Le stime programmatiche verrebbero riviste in peggioramento a causa dei ritardi nei vaccini e i conseguenti lockdown degli ultimi mesi. Il pil atteso in crescita del 6% nelle previsioni della Nadef lo scorso autunno dovrebbe fermarsi tra il 4 e il 5%; mentre il deficit stimato al 7% lo scorso autunno, volerebbe verso quota 10-11% sotto il peso dello sforamento di gennaio da 32 mld e del nuovo extra-disavanzo in dirittura d'arrivo. Attesa infine sull'andamento dello stock del debito: dopo il 158% dell'annus horribilis del Covid dovrebbe scendere a 155,6% nel 2021 per poi calare ulteriormente a 153,4 nel 2022.
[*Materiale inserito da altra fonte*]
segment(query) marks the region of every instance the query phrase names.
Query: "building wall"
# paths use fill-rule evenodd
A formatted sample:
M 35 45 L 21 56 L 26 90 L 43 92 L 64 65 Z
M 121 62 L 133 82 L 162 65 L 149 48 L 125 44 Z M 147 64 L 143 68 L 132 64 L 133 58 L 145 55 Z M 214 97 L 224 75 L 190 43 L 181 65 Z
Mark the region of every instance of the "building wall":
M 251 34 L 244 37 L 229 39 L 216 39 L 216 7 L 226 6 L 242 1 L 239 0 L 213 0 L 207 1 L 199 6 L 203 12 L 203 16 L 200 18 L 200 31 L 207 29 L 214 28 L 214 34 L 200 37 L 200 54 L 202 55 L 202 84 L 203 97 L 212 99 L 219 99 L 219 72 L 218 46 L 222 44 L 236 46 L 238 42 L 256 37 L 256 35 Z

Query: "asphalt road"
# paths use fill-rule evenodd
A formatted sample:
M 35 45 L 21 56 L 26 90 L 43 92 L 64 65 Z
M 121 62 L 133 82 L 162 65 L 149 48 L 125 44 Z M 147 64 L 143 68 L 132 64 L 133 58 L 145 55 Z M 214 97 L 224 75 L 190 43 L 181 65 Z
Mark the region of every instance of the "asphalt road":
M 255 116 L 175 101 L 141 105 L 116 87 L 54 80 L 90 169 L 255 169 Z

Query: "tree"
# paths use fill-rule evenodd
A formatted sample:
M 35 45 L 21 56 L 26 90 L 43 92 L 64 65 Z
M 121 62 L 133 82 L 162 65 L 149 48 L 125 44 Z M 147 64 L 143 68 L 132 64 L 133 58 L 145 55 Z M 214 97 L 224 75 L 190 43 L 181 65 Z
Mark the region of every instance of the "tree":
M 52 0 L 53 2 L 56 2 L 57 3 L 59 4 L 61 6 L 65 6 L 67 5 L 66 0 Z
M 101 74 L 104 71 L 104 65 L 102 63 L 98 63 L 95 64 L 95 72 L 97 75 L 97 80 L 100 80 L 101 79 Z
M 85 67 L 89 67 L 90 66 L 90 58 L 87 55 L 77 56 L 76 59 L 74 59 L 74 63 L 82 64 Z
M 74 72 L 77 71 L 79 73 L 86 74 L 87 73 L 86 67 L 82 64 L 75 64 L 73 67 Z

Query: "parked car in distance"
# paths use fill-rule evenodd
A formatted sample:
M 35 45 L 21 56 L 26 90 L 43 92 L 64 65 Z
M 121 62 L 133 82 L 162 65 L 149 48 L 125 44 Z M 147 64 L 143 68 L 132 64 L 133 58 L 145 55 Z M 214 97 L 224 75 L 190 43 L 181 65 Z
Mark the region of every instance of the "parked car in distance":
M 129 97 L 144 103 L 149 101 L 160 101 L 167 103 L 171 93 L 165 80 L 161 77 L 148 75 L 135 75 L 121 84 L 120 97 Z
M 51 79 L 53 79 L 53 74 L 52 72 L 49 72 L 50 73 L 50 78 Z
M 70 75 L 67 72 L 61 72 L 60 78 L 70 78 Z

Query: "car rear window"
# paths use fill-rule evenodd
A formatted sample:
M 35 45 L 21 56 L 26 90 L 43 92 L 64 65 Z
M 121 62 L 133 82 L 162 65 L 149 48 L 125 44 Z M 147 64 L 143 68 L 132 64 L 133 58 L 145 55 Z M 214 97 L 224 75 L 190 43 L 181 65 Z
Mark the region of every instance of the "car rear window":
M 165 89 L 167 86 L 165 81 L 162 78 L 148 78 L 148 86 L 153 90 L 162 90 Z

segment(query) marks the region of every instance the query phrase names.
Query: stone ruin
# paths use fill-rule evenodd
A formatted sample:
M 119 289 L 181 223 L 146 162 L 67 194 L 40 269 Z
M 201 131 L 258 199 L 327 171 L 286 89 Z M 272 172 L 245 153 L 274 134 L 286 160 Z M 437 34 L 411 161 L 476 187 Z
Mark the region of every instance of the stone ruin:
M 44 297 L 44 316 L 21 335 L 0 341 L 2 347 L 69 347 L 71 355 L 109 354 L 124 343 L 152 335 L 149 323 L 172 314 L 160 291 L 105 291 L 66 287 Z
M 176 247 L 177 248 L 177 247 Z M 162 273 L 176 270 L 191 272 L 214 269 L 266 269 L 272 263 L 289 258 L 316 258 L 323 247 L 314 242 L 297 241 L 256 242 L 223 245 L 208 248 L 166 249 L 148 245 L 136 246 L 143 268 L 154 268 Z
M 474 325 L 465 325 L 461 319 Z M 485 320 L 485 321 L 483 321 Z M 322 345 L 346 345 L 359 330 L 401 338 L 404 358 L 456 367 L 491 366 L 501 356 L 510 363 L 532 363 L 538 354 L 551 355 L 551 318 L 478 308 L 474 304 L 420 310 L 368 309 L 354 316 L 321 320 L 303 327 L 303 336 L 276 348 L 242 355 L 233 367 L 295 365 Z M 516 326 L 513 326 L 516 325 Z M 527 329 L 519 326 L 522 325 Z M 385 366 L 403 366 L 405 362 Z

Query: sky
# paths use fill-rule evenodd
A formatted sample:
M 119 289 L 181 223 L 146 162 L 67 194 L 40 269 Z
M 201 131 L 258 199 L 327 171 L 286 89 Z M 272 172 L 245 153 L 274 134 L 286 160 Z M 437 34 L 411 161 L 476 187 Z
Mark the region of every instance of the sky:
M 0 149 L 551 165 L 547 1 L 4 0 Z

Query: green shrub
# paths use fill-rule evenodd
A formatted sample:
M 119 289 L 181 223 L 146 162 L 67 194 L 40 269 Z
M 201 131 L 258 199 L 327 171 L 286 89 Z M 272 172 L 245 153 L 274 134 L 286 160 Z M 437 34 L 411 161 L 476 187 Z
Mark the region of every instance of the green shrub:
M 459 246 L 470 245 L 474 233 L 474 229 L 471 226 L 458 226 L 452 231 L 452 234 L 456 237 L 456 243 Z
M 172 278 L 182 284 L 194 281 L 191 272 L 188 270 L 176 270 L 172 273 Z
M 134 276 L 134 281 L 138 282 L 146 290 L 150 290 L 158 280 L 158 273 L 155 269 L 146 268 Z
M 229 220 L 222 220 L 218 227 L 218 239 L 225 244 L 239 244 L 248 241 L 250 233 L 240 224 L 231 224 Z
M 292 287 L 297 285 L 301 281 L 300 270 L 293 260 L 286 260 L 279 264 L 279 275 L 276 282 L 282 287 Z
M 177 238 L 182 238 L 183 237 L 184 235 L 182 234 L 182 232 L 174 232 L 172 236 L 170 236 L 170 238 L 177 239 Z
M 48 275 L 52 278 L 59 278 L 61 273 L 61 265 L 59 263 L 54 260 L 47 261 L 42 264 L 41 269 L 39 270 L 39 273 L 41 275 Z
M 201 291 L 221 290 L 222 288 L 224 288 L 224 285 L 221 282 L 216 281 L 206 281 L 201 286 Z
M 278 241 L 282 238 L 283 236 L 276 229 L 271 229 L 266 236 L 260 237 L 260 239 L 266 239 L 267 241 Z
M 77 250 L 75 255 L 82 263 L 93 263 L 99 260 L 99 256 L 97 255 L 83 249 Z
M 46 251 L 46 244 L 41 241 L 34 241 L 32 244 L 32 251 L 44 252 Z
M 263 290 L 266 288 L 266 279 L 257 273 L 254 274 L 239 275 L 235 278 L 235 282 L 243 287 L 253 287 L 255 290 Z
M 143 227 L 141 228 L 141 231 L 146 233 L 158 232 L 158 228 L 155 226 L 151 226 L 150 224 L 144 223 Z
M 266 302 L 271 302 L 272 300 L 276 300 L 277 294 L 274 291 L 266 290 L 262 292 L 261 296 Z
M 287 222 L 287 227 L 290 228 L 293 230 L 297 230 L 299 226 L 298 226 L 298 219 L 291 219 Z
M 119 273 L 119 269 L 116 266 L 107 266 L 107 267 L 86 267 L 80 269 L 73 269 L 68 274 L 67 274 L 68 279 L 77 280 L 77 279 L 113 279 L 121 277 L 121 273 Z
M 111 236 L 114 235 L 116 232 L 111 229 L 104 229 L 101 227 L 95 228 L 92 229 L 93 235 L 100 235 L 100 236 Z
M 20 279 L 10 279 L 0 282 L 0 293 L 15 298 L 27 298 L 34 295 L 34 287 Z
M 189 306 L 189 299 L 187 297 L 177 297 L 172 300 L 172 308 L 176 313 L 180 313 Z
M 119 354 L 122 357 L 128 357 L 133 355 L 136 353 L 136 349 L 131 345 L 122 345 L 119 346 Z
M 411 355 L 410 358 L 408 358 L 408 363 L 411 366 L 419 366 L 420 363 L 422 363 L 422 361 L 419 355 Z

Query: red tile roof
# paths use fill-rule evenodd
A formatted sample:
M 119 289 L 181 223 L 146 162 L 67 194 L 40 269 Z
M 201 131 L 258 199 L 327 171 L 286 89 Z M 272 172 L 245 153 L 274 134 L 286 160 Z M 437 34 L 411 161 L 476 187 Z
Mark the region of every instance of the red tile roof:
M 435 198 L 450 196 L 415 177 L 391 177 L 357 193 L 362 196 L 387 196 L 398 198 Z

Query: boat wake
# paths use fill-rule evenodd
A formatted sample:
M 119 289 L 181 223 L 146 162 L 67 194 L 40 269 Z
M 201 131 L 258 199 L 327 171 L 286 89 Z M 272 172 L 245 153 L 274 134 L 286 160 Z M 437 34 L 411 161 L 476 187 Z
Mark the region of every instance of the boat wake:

L'extra deficit fotografato nelle tabelle del Documento di economia e finanza sarà dunque oggetto di una richiesta di autorizzazione al Parlamento per finanziare sia un nuovo decreto di ristori all'economia che alcuni progetti rimasti fuori dal Recovery Plan. Sulla distribuzione delle risorse, tra le ipotesi ci sarebbe quella di destinare circa 35 miliardi di euro dello scostamento di bilancio alle coperture del dl Sostegni Bis, con la riedizione dei ristori (questa volta per due mensilità) e un set di interventi per la liquidità delle imprese come la proroga delle moratorie sui prestiti bancari. I restanti 5 miliardi andrebbero invece a finanziare un fondo ad hoc per le opere rimaste fuori dal Recovery Plan per questioni di budget o di 'calendario', sforando l'arco temporale triennale del piano Ue. E' questo il caso per esempio del potenziamento dell'alta velocità della direttrice ferroviaria Salerno Reggio Calabria, che verrebbe conclusa nel 2026. Il fondo verrebbe poi finanziato con altro disavanzo nei prossimi 6 anni per ulteriori 25 mld.

Il decreto Sostegni Bis è invece atteso al varo entro fine mese o al massimo a inizio maggio. Nel dl troverebbero spazio anche eventuali ordini del giorno del Dl Sostegni adesso in esame in commissione Bilancio al Senato.